The crown adjustment mechanism on all Sendzimir large cluster mills since 1957 has been effected via an eccentric ring mounted in each respective support saddle in the uppermost two backing shafts. The eccentric ring has two gear pinions mounted to it, one on each side, and attached to the ring by rivets. A rack engages with the gear pinions and causes rotation of the eccentric ring as it is traversed. An independent drive is supplied for each rack, so that the position of the backing shaft can be adjusted at each saddle location. A typical construction of the adjustment mechanism of rack, pinions and eccentric rings is shown in FIG. 9 of U.S. Pat. No. 3,147,648. It is also shown in FIGS. 3-6 of U.S. Pat. No. 4,289,013.
The method of driving the adjustment mechanism at each saddle is a matter of design choice In most cases it has been done by a screw jack driven by a hydraulic motor (type 1); in some cases by a screw jack driven by an electric motor (type 2); and in some cases by a hydraulic cylinder (type 3). U.S. Pat. No. 3,478,559 disclosed the use of hydraulic cylinders for crown adjustment in 1969.
During the years since 1957 various methods of indicating the position of the adjustment mechanisms have been used. The earliest systems used simple mechanical pointers directly mounted on the drive mechanism on top of the mill, which were difficult to read. Subsequently, beginning in the 1960's, selsyn indicators with circular dials were used, but did not give the operator a graphic "picture" of the profile set by the various drives Starting in the late 1960's efforts were made to give the operator a better "picture" by arranging the indicators vertically side by side so that relative positions of the adjustment mechanisms, and hence the shape of the mill profile could be seen at a glance. The earliest systems of this kind, mostly installed in Japan, used a system of pulleys and cables so that the movement of a particular crown adjustment rack was directly coupled to the corresponding pointer on the scale, producing proportional concomitant movements of the pointer.

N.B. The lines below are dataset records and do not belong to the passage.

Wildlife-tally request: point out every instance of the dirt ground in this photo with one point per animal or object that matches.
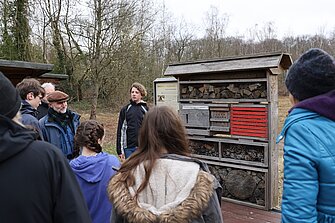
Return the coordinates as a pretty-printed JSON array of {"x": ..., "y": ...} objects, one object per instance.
[{"x": 109, "y": 119}]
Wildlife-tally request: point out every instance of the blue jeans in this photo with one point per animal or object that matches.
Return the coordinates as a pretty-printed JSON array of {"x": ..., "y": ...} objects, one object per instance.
[{"x": 129, "y": 151}]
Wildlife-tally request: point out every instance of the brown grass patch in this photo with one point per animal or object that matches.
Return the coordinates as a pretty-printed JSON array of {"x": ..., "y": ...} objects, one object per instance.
[{"x": 110, "y": 119}]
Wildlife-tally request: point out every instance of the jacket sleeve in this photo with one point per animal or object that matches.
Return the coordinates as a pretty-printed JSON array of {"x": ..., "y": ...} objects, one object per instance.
[
  {"x": 70, "y": 205},
  {"x": 119, "y": 128},
  {"x": 300, "y": 175},
  {"x": 43, "y": 130}
]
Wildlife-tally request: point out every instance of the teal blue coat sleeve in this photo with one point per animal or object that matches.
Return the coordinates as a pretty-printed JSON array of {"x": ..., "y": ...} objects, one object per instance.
[{"x": 300, "y": 188}]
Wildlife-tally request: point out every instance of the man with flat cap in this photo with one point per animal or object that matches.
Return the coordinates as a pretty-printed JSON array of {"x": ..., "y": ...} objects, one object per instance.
[
  {"x": 60, "y": 124},
  {"x": 37, "y": 183}
]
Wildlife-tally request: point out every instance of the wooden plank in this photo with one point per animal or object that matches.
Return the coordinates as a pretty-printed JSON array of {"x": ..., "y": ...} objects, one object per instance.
[
  {"x": 235, "y": 213},
  {"x": 224, "y": 65},
  {"x": 273, "y": 150},
  {"x": 223, "y": 81},
  {"x": 197, "y": 132}
]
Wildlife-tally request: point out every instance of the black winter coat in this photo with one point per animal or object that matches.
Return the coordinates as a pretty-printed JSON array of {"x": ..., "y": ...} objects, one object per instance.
[
  {"x": 133, "y": 114},
  {"x": 37, "y": 183}
]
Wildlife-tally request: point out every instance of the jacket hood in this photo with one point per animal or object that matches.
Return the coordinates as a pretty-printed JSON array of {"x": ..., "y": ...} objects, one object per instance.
[
  {"x": 91, "y": 168},
  {"x": 12, "y": 134},
  {"x": 139, "y": 103},
  {"x": 26, "y": 108},
  {"x": 188, "y": 209}
]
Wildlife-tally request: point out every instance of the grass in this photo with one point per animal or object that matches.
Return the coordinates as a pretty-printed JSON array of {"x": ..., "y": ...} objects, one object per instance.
[{"x": 110, "y": 119}]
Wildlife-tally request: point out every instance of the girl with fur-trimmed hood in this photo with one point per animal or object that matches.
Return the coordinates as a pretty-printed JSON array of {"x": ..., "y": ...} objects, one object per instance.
[{"x": 160, "y": 182}]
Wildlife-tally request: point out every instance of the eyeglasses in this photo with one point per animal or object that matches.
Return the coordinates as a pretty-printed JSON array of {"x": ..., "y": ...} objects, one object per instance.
[{"x": 60, "y": 102}]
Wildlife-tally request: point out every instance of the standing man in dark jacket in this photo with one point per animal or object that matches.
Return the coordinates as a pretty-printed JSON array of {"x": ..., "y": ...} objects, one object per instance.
[
  {"x": 42, "y": 110},
  {"x": 60, "y": 124},
  {"x": 130, "y": 121},
  {"x": 37, "y": 184},
  {"x": 31, "y": 94}
]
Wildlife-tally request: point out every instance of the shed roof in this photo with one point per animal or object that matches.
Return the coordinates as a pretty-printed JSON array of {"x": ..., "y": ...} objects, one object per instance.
[
  {"x": 54, "y": 76},
  {"x": 23, "y": 68},
  {"x": 260, "y": 61}
]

Beginning in the early 1970's, position transducers, such as potentiometers or differential transformers (LVDT's or RVDT's), were used to sense rack position, and were electrically connected to edge type moving coil meters mounted vertically side by side in the operator's desk, as remote readouts of rack position. By the mid 1970's, linear bar graph indicators, consisting of rows of light emitting diode elements, such as those made by Dixson, Inc., of Grand Junction, Colo., became available, and were used in place of the moving coil meters. Such position indication systems are quite common today.
U.S. Pat. No. 4,022,040, which is incorporated herein by reference, teaches how to couple all the crown adjustment drives (type 1 or type 2) together mechanically, using a system of gears and differentials, to achieve the ability to operate all drives together in a synchronized mode, while retaining the ability to operate them individually. The relationship between motions of the various drives is determined by the gear ratios, and can be either set to give "taper" (also known as "tilt") adjustment, or to give "crown" adjustment in response to a single pushbutton command by the operator (but not both).

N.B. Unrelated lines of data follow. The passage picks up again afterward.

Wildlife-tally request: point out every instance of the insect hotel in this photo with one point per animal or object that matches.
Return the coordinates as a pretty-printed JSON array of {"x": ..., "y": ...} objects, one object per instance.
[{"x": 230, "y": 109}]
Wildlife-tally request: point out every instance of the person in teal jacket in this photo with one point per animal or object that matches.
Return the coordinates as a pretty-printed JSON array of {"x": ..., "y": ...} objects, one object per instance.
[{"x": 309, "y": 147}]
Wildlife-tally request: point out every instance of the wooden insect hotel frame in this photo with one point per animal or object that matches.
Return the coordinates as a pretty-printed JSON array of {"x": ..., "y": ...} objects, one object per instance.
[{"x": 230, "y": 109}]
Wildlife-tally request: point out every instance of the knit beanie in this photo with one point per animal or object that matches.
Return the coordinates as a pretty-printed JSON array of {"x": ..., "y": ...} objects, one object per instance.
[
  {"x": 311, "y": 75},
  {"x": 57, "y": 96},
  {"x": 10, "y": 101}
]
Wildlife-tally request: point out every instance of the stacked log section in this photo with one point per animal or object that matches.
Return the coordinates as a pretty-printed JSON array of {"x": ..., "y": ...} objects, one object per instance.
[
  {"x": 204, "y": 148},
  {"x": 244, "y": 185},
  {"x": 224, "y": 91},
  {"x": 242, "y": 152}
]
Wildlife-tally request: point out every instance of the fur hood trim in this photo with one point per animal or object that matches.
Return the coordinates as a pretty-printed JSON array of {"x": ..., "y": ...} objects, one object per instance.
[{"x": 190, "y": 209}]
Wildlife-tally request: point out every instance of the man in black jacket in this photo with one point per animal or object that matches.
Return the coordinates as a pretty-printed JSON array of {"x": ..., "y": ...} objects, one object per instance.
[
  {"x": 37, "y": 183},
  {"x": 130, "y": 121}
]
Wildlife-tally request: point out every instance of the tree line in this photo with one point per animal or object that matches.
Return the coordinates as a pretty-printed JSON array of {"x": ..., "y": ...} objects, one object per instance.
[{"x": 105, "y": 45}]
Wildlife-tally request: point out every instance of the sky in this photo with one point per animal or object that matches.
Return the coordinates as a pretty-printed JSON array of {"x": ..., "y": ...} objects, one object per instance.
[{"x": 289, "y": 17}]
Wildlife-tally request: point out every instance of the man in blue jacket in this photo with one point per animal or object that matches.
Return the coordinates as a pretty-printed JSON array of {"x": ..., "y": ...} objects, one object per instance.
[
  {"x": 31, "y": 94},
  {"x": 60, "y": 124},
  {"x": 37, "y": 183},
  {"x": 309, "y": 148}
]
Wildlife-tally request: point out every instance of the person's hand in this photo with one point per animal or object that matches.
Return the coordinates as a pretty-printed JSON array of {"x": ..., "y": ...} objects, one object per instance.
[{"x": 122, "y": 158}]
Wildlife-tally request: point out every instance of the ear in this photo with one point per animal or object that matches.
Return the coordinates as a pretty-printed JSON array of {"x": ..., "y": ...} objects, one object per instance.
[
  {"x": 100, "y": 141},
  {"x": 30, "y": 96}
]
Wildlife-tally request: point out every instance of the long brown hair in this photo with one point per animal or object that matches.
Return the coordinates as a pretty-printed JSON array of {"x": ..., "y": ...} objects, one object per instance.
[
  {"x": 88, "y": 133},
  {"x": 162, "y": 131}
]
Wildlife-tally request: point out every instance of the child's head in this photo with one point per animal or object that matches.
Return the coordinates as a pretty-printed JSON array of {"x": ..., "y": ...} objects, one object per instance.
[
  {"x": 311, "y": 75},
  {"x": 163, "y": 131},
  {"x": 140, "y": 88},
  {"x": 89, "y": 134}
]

U.S. Pat. No. 4,156,359 teaches how "tilt" and "crown" adjustment of the drives in response to a single push button command could both be achieved, but without the ability to operate the drives individually. The crown adjustment is controlled by the rotation of a shaft having eccentric cams, carried by a frame pivotably mounted above the roll. Tilting of the frame produces a concurrent tilt of the crown shape.

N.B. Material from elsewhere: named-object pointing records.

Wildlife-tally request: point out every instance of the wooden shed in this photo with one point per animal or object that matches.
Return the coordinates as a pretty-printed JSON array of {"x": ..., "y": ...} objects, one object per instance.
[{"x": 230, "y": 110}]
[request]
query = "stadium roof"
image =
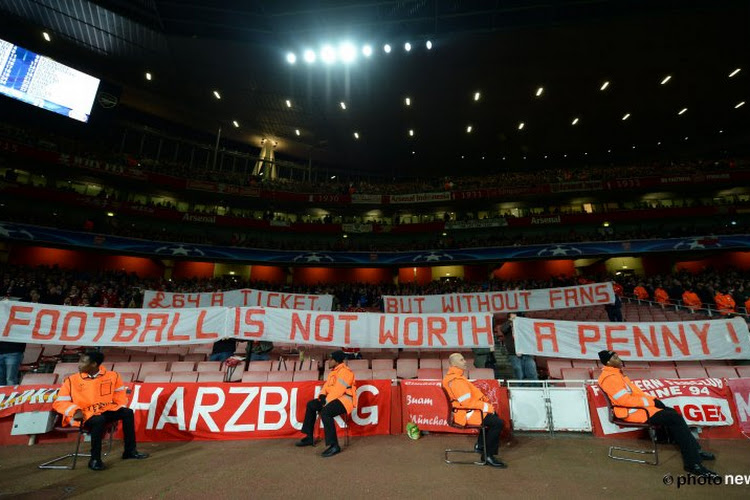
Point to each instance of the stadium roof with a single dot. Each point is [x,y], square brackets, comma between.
[658,60]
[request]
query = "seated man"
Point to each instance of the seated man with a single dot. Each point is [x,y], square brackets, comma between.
[464,394]
[640,408]
[94,397]
[338,396]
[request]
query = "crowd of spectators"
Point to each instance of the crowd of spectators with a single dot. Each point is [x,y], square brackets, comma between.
[53,285]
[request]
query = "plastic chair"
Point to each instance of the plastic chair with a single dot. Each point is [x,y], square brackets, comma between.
[452,411]
[622,423]
[81,431]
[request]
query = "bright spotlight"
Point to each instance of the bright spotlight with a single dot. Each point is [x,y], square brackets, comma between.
[328,54]
[347,52]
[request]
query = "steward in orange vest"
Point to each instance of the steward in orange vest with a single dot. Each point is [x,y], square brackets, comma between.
[633,405]
[95,397]
[690,299]
[464,394]
[337,397]
[724,303]
[661,296]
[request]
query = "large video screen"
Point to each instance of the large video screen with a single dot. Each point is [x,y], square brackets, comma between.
[42,82]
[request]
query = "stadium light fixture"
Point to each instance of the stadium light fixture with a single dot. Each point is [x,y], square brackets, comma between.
[347,53]
[328,54]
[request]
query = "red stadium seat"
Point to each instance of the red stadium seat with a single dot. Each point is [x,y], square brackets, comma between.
[430,373]
[39,379]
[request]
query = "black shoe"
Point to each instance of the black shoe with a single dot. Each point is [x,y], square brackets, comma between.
[493,461]
[700,471]
[331,451]
[305,441]
[95,464]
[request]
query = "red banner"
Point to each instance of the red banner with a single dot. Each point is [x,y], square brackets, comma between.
[424,403]
[703,402]
[186,412]
[740,388]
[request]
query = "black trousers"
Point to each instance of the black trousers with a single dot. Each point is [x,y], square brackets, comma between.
[327,414]
[493,426]
[681,434]
[96,425]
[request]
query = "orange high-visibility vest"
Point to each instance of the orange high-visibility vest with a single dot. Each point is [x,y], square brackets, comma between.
[622,392]
[341,385]
[724,303]
[464,394]
[93,395]
[691,300]
[661,296]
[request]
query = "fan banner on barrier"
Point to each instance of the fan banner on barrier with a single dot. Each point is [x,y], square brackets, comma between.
[595,294]
[203,411]
[703,402]
[740,388]
[658,341]
[423,403]
[244,297]
[47,324]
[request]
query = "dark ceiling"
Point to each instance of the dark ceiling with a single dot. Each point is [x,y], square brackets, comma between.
[505,50]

Thus, there is a need in the art for a mill control system which allows both the crown and tilt to be adjusted, while retaining the ability to adjust the saddles individually. Individual saddle adjustment which allows the position at each saddle to be varied in order to accommodate tolerances or other deviations is also needed. Such a mill control system should preferably be responsive to single key stroke or push button commands in order to allow easy operation.